(June 14, 2015 at 11:20 am)Neimenovic Wrote:(June 14, 2015 at 11:15 am)wallym Wrote: So, I think where some of us are getting tripped up, is that as "atheists" many of us are all about the whole measurable fact department. So when you say "She's not in the most strictly biological...", that's how many of us define male/female. Strictly biological.

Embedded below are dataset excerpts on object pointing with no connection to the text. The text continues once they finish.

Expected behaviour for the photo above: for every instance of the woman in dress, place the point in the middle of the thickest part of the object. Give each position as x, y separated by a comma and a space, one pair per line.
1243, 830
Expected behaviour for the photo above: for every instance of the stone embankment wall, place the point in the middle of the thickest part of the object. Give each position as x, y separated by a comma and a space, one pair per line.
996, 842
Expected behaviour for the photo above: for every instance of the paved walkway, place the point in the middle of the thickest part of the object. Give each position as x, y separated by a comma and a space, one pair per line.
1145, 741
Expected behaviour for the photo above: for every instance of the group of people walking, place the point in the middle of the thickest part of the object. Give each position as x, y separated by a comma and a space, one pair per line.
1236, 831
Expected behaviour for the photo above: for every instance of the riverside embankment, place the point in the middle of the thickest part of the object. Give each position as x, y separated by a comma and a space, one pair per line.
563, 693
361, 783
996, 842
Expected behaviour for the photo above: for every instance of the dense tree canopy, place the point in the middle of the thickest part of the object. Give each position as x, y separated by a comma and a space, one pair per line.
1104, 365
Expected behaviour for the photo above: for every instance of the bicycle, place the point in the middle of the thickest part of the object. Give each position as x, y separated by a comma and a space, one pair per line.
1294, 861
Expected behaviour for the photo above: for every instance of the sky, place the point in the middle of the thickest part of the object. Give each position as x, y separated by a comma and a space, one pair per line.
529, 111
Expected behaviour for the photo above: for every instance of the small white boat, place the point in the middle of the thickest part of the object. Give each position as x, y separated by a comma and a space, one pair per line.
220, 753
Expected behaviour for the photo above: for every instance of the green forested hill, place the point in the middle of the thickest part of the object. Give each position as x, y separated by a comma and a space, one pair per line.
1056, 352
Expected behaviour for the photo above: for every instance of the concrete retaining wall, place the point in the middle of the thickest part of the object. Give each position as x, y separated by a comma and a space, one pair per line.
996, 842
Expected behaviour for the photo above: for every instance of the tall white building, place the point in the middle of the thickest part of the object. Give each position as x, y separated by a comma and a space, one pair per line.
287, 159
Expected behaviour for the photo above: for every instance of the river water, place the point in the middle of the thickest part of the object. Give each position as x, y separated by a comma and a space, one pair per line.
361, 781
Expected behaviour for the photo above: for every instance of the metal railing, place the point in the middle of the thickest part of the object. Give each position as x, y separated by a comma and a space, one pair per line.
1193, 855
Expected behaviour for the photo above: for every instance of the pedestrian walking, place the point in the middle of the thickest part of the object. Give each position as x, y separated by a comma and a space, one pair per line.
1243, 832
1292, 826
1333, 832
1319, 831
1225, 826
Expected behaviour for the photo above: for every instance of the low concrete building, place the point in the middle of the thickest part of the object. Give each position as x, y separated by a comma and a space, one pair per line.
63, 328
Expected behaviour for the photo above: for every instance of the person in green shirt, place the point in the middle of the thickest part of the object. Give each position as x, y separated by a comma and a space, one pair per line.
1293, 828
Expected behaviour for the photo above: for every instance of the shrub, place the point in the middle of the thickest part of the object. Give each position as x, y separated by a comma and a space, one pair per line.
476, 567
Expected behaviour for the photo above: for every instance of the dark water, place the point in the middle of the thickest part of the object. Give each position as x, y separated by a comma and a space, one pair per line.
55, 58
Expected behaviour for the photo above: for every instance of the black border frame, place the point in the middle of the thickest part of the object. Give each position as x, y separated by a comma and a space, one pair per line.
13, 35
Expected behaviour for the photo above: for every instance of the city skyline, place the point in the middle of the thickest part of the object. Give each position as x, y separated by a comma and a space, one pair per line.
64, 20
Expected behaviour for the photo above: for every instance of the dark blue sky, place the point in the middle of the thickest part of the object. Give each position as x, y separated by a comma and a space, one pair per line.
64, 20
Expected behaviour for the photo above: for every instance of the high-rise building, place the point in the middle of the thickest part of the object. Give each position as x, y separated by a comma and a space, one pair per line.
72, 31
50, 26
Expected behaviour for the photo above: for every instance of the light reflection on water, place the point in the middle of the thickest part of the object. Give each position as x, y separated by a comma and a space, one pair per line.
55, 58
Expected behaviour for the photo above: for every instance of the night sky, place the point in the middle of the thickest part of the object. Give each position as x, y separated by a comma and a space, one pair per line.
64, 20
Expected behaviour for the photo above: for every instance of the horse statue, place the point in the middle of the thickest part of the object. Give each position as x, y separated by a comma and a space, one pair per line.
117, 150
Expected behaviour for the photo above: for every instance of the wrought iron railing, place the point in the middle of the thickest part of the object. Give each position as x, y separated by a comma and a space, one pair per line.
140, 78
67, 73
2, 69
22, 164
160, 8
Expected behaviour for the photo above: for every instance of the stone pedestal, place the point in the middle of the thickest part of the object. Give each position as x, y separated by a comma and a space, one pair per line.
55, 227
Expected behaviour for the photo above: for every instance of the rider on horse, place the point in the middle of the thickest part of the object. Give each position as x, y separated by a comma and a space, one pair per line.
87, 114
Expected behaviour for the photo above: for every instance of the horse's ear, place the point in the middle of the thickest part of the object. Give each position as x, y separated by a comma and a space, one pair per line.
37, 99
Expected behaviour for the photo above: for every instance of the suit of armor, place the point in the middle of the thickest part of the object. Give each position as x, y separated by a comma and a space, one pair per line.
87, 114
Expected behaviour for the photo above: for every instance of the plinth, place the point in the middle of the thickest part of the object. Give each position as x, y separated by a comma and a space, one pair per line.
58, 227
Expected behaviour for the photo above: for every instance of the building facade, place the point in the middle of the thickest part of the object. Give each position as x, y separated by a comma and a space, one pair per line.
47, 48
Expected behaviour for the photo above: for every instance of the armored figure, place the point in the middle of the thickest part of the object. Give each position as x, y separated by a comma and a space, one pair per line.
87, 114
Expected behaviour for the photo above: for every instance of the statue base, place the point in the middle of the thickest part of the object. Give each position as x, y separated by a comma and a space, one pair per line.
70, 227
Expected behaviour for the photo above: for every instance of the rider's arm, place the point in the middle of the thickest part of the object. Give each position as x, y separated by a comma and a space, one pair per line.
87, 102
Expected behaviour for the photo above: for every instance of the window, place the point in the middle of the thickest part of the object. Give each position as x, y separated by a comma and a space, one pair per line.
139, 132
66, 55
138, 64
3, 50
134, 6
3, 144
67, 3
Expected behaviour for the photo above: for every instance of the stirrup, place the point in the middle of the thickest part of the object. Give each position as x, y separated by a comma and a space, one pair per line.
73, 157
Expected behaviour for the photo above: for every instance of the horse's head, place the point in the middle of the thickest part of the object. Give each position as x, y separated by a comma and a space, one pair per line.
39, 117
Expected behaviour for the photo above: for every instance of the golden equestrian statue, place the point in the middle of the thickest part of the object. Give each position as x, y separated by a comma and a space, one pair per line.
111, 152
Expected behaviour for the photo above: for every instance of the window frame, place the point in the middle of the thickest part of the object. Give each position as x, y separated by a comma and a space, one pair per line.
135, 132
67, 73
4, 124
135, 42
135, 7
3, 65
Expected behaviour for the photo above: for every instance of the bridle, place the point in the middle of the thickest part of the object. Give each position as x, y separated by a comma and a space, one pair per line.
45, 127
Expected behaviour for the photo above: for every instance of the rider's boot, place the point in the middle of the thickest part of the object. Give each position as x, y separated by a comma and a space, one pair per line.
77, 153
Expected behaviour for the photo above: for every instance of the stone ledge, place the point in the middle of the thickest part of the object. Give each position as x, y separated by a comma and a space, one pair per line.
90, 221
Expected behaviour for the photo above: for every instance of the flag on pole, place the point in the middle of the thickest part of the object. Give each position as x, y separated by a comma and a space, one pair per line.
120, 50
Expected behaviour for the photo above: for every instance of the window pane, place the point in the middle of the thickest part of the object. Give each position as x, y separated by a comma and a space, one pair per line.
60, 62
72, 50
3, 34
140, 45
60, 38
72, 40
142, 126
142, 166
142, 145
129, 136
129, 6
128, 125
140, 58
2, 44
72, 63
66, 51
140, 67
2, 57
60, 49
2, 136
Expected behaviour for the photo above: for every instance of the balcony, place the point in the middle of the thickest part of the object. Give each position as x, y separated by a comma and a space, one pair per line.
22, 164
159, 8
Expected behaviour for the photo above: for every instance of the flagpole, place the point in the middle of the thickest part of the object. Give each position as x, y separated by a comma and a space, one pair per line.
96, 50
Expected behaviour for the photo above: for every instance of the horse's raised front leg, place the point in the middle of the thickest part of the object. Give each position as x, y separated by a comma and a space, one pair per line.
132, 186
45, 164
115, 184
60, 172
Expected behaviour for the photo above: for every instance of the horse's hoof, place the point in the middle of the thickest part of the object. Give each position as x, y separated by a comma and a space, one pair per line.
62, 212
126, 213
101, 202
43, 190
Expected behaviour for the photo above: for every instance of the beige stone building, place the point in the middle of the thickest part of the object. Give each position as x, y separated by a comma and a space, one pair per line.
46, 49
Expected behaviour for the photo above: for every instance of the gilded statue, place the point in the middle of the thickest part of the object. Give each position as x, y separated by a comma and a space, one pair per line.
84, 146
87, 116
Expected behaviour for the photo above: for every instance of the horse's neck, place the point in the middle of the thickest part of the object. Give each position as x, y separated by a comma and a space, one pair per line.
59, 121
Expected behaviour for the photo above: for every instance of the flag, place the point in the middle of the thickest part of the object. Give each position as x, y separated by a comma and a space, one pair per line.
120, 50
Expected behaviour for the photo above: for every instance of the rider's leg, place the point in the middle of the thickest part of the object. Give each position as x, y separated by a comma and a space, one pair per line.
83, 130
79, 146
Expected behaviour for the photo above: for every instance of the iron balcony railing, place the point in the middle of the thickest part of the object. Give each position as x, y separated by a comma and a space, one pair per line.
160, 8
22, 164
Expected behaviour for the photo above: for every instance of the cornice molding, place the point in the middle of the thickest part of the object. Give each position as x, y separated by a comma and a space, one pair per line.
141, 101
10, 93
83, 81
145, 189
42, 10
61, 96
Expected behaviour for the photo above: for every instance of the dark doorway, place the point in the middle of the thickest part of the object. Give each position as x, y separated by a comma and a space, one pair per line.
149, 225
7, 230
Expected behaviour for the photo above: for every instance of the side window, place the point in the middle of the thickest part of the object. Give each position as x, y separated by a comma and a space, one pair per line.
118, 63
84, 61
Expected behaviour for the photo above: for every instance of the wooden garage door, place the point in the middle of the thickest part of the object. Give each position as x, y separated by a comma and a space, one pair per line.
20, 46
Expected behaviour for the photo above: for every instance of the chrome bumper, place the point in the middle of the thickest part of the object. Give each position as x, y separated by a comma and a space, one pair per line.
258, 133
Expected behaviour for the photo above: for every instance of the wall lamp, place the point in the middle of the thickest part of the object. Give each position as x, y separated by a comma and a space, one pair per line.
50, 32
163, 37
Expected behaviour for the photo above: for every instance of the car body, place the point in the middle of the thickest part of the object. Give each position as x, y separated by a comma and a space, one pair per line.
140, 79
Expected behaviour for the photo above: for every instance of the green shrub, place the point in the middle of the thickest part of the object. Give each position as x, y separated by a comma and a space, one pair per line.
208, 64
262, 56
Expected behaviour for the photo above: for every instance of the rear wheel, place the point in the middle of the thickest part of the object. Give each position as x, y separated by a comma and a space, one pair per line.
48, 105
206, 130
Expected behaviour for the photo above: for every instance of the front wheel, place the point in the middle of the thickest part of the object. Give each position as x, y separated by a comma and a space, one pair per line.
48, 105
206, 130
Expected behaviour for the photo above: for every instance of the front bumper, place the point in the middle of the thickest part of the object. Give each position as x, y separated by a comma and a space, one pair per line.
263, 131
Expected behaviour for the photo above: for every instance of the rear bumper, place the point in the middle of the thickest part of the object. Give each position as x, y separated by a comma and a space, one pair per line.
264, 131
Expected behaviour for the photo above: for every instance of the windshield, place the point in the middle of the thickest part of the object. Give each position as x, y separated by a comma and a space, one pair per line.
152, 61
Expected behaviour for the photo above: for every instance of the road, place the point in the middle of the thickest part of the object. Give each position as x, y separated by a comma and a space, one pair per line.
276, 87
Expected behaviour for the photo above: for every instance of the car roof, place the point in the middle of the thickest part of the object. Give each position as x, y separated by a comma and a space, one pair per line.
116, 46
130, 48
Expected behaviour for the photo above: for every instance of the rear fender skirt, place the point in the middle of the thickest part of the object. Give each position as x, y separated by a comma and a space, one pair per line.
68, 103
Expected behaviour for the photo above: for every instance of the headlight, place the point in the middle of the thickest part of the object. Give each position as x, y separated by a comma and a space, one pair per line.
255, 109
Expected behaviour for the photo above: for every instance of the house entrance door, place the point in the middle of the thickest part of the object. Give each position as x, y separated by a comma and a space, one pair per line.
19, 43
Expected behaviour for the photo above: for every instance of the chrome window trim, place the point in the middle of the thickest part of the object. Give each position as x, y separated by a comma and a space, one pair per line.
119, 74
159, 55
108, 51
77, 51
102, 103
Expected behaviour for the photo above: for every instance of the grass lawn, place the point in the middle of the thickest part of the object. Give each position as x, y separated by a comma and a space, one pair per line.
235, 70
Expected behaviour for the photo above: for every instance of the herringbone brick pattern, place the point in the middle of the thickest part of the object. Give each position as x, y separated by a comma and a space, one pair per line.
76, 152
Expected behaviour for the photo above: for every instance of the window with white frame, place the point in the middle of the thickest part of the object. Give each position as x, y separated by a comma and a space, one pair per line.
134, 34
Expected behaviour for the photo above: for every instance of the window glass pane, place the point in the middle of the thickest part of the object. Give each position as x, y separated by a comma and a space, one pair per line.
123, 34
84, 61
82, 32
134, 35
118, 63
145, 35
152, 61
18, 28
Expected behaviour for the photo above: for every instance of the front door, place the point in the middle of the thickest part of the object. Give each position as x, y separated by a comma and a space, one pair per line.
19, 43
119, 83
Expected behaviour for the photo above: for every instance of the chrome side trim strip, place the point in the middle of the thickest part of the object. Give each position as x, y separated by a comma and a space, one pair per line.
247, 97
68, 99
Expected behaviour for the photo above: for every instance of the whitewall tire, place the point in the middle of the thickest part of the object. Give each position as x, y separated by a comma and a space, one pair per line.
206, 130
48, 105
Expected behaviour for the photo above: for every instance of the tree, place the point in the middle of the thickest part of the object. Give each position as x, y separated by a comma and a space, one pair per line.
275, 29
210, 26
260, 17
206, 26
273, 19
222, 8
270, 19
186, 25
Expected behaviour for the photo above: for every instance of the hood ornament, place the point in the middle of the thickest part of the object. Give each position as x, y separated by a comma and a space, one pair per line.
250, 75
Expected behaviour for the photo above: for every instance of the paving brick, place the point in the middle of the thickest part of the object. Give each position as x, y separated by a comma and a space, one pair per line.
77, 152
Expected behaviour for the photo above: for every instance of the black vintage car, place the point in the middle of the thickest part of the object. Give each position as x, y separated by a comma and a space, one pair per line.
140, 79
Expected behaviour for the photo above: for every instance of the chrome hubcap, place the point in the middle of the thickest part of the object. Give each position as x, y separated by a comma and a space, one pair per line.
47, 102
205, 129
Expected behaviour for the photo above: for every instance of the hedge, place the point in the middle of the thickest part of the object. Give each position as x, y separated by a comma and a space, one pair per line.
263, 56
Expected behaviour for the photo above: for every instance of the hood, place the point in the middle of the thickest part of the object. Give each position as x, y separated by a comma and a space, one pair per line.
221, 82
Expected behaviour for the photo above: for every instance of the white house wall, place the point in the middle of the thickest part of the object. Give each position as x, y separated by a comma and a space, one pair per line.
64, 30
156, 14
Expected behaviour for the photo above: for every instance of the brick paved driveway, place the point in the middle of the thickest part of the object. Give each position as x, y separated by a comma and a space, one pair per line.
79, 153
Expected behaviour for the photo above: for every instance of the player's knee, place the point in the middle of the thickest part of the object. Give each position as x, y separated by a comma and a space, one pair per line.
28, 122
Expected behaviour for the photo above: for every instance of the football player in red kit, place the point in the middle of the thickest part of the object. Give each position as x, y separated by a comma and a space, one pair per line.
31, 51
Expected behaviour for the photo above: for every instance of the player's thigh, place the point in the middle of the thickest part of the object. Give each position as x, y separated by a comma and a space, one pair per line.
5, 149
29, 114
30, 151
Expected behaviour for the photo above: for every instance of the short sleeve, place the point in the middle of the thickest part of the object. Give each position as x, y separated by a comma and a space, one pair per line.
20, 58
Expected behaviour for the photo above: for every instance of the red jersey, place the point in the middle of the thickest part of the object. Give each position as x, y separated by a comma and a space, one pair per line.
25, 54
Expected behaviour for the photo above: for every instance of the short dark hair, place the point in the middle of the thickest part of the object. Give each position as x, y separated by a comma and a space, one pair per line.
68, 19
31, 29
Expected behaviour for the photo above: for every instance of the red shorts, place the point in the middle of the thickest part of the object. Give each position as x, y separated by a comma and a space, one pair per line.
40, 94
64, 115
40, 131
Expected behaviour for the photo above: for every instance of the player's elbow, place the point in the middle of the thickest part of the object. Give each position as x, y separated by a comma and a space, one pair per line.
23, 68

And the rest, to some of us, is immaterial. I think it's, interestingly, associated with the movement to remove gender stereotypes. If this were 1950, when women were still in the little box of how they were supposed to behave, then it'd probably be a lot easier to accept.
Instead, we have a culture that rightly believes a man or woman can do whatever they want, and it doesn't make them less of a man or woman. Femininity and masculinity are no longer factors. Sex with the opposite sex isn't a factor. Liking musicals, being in touch with your feelings, punching people for a living. It's all wide open. A woman can be anything. A man can be anything.
So now we have a man who says "I identify as a woman." But there is no longer a "woman" identity in some of our minds. So it's like the Transgender stuff is lagging 20 years behind our current views. For some of us, the labels of "Man" and "Woman" only exist as strictly biological identifiers.
We've addressed this already. It has nothing to do with interests, stereotypes, sexism or what society perceives to be male or female. This is rooted in brain structure and chemistry.
Sex is strictly biological. But we are talking about gender identity, a much more complex issue. A transgendered person's brain is bombarding them with the information that they are of the opposite sex than that assigned to them at birth. It isn't about whims. Gender dysphoria is a factual mental condition.